Zwei antike Dosen Kaffee Hag im Bröhan Museum, Berlin. Simon Cope / zugeschnitten / CC BY-SA 2.0

"Diese Verschmelzung von Gewinn und öffentlichem Wohl war vor und nach 1933 üblich", schreibt Wiesen. "Die Aufmerksamkeit von Roselius und HAG auf Gesundheit, visuelle Schönheit, massenhafte Überzeugung und nordische Philosophie in Verbindung mit Appellen an das öffentliche Wohl drückte sich jedoch besonders laut in einem Staat aus, der der wirtschaftlichen und vor allem der Reinheit der Rasse gewidmet ist."

Es ist eine Ironie der Nazi-Befürwortung von Kaffeekaffee, weil Hitler und seine Parteimitglieder sich zufällig selbst vergiften.
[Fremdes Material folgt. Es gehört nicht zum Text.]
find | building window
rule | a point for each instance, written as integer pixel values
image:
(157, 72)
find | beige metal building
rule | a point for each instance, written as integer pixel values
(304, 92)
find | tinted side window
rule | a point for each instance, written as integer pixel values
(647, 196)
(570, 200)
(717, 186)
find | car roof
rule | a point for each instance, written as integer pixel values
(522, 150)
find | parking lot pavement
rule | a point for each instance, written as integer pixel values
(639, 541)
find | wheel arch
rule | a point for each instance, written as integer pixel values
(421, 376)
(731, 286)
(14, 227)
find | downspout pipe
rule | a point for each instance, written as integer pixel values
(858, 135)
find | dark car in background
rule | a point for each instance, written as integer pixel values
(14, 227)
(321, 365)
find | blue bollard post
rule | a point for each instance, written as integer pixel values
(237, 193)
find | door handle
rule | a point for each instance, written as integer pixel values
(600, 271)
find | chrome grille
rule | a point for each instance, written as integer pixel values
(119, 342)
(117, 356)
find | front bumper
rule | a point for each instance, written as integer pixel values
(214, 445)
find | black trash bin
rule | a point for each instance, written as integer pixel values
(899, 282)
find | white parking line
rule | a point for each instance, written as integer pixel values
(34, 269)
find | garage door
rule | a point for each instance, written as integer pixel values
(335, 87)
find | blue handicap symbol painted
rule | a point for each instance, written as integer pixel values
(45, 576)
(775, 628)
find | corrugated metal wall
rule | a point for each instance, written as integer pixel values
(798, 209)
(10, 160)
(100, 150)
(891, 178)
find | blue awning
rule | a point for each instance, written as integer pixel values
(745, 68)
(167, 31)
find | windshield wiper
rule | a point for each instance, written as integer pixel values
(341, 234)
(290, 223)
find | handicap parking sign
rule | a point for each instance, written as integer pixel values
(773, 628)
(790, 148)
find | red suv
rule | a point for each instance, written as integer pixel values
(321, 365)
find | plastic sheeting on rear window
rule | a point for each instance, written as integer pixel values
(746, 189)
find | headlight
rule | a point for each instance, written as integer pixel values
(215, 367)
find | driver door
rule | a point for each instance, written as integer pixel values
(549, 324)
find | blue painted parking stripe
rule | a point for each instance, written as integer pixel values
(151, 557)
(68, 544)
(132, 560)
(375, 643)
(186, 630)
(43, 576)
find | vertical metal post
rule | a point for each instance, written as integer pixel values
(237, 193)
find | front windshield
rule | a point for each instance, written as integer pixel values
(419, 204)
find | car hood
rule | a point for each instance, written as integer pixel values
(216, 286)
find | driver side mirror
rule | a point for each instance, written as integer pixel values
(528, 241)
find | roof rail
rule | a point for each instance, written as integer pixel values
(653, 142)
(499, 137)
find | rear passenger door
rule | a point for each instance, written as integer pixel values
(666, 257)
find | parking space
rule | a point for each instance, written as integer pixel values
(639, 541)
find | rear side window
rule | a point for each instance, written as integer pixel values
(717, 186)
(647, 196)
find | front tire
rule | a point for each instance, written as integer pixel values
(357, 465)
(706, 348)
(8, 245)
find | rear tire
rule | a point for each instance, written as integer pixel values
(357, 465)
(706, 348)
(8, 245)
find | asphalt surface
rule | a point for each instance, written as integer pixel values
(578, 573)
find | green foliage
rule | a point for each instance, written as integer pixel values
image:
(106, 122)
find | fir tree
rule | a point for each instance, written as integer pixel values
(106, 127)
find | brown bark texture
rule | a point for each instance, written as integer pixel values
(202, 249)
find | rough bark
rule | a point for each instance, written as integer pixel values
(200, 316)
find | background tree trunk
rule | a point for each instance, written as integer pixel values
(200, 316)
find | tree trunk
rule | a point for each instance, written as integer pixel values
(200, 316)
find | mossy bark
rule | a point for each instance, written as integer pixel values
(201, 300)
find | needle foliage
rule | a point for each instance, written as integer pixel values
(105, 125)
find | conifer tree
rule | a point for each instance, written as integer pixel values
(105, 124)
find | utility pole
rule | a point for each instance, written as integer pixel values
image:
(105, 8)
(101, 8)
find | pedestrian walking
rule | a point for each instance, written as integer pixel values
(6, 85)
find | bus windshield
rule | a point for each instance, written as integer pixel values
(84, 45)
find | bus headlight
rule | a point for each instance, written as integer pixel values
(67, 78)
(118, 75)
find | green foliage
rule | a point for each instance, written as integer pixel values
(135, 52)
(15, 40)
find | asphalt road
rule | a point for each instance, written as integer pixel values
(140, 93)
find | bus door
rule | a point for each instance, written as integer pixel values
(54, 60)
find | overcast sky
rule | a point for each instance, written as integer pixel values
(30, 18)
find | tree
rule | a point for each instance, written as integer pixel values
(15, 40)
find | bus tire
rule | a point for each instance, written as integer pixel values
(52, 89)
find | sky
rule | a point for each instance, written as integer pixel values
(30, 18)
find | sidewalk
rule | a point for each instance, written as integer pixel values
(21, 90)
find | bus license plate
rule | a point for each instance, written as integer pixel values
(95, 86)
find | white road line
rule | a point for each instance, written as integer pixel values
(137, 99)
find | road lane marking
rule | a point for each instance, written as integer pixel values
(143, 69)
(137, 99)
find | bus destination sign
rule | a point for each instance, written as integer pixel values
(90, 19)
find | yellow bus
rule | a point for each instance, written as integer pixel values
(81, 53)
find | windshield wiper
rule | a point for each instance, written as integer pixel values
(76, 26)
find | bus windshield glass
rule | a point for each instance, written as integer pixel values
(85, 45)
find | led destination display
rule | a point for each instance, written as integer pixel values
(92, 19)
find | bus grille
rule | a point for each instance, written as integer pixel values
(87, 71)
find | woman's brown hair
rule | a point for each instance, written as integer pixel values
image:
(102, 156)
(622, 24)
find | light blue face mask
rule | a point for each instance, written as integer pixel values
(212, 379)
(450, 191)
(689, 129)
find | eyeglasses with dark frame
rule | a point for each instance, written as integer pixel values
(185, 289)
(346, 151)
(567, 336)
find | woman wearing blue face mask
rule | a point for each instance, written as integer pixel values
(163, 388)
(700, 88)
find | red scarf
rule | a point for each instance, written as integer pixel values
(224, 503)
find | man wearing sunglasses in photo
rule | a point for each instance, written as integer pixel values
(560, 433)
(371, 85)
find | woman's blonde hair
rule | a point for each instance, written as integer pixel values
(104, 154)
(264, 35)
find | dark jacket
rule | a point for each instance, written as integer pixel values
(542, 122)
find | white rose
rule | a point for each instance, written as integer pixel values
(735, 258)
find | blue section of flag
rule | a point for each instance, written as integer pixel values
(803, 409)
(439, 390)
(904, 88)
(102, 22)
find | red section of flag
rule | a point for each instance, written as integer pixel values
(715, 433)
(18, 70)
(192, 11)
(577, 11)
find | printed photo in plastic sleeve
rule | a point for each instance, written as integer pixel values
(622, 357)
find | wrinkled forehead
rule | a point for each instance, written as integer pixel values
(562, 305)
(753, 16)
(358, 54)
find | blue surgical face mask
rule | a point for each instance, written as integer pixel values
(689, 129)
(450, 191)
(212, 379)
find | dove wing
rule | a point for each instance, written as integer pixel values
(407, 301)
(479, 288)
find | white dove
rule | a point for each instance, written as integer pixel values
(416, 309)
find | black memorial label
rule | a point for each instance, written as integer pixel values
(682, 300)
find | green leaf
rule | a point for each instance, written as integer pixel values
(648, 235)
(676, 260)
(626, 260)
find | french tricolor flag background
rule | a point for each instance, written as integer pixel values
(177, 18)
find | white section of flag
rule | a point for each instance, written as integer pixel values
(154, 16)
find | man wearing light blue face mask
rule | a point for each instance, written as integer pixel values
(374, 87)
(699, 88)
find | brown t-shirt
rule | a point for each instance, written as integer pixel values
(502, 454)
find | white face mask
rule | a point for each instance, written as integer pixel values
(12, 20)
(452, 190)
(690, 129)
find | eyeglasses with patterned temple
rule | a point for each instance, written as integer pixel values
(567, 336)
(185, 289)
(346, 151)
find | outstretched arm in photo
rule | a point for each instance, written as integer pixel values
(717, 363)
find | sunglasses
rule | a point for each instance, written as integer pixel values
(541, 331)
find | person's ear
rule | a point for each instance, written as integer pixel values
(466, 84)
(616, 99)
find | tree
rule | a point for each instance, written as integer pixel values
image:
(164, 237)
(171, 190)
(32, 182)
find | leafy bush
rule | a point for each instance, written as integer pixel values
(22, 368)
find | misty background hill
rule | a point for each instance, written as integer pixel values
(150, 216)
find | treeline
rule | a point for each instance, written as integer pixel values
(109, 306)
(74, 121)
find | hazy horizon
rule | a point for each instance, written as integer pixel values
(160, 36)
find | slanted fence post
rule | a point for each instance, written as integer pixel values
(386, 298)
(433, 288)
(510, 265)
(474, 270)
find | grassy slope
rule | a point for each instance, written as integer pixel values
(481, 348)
Roselius 'patentiertes Verfahren hinterließ Spuren von Benzol, das ein "potenziell toxischer Kohlenwasserstoff" ist. (Das heutige Decaf durchläuft einen anderen Prozess.) Während die Nazis das Summen eines voll koffeinierten Bechers Joe als ideologisch verboten betrachteten, schreibt Norman Ohler im Blitzed: Drogen im nationalsozialistischen Deutschland Die Nazis ermutigten das arische Volk dazu, sich mit „Meth-Spiked“ -Schokolade zu stärken. Das Aufputschmittel half dabei, die Produktivität zu steigern, empfand es aber nicht als giftig.

"Die Empfehlung war, zwischen drei und neun davon [Schokolade] zu essen", schreibt Ohler, "mit dem Hinweis, dass sie, anders als Koffein, absolut sicher waren."